Seaborn | Categorical plots

Seaborn besides being a statistical plotting library, it also provides some default datasets. We will use one such default dataset called “hints”. The Clues dataset contains information about people who likely had a meal in the restaurant, whether they tip the waiters, their gender, whether they smoke, and so on.

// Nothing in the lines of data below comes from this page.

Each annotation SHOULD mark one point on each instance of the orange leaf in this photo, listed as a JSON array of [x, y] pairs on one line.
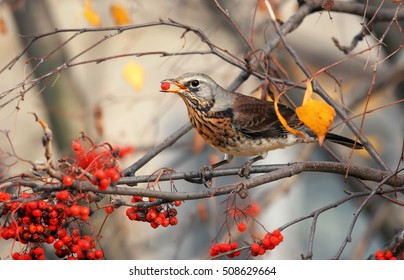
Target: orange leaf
[[134, 74], [284, 122], [316, 115], [90, 15], [120, 15]]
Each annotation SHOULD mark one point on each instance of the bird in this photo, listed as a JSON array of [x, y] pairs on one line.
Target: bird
[[240, 125]]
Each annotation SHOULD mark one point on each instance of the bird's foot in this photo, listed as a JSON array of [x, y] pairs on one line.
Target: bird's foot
[[206, 175], [245, 169]]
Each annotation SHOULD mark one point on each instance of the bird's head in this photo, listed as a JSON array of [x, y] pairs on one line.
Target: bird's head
[[195, 88]]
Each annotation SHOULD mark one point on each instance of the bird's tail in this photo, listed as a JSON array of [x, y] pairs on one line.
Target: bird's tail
[[343, 141]]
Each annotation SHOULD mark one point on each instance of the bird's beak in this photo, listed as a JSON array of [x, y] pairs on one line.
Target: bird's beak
[[170, 85]]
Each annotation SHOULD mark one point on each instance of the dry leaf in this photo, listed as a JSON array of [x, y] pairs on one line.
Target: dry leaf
[[120, 15], [90, 15], [134, 74], [316, 115]]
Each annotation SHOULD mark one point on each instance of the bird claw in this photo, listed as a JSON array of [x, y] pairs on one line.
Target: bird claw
[[245, 169], [206, 175]]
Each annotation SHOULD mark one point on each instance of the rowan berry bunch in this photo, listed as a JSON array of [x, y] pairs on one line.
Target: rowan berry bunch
[[160, 215], [220, 248], [386, 255], [96, 163], [241, 217], [54, 221]]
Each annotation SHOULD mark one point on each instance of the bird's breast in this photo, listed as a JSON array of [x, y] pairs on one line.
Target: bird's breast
[[218, 131]]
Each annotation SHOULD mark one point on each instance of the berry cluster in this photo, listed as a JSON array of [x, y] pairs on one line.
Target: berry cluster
[[161, 215], [385, 255], [42, 222], [220, 248], [269, 242], [99, 163], [37, 253], [74, 246]]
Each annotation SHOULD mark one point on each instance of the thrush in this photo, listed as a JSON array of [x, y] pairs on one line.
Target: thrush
[[237, 124]]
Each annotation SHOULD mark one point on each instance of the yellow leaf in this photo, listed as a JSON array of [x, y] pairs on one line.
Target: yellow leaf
[[90, 15], [134, 74], [316, 115], [120, 15], [284, 122]]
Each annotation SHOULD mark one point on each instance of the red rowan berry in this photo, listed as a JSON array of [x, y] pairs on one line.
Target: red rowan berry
[[62, 195], [37, 213], [75, 210], [39, 251], [76, 145], [255, 247], [165, 85], [241, 227], [173, 221], [67, 180], [234, 245], [58, 244], [104, 184], [98, 253], [109, 209]]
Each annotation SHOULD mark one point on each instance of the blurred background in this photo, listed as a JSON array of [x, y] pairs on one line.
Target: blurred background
[[118, 101]]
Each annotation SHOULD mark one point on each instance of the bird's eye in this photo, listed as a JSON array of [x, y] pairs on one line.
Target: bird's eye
[[194, 83]]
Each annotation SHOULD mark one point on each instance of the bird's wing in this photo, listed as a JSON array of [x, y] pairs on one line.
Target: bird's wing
[[257, 118]]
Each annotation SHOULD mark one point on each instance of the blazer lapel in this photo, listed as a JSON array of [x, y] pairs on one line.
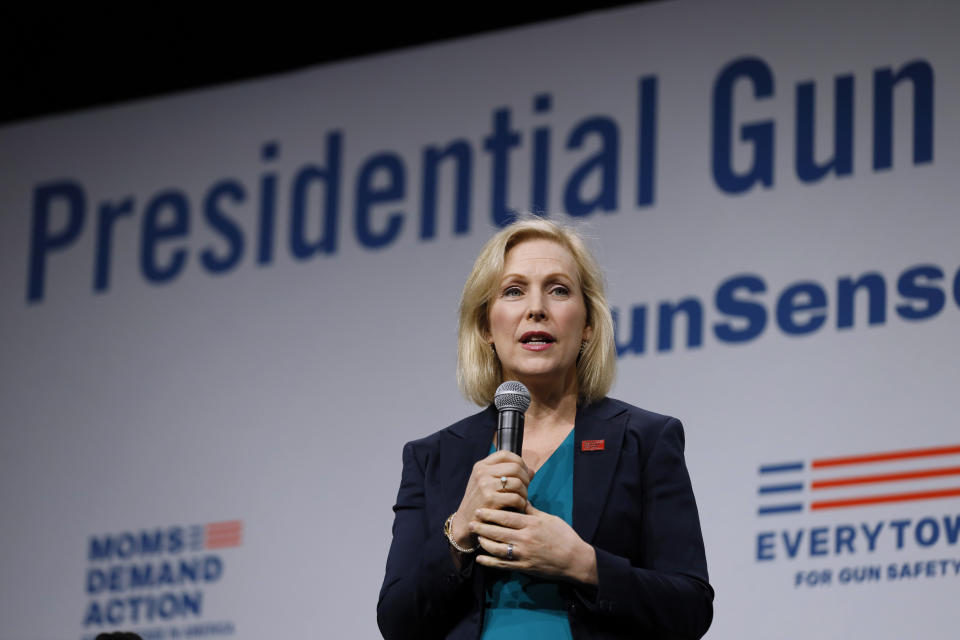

Let`s take a look at the set these tips.

Code

# import marine librarian

import seaborn as sns

 
# import made to avoid warnings

from warnings import filterwarnings

  
# read dataset

df = sns.load _dataset ( `tips` )

  
# first five records if dataset
df.head ()

Now let`s move on to the graphs so we can see how we can visualize these categorical variables.

Barplot

Column Chart is mainly used to aggregate categorical data according to some methods and is the default as the average. It can also be understood as visualizing the group by action. To use this graph, we select a categorical bar for the x-axis and a numeric bar for the y-axis and see that it creates a graph that takes the average of each categorical bar. 
Syntax :

 barplot ([x, y, hue, data, order, hue_order,…]) 

Example:

# set scene background

sns.set_style ( `darkgrid` )

  
# plot using the default evaluator average

sns.barplot (x = `sex` , y = ` total_bill` , data = df, palette = `plasma` )

  
# or

import numpy as np

 
# change grade from average to standard rejection

sns.barplot (x = `sex` , y = ` total_bill` , data = df, 

palette = `plasma` , estimator = np.std)

Exit:

Explanation / Analysis
Looking at the plot, we can say that the average total_bill for a man is larger than for a woman.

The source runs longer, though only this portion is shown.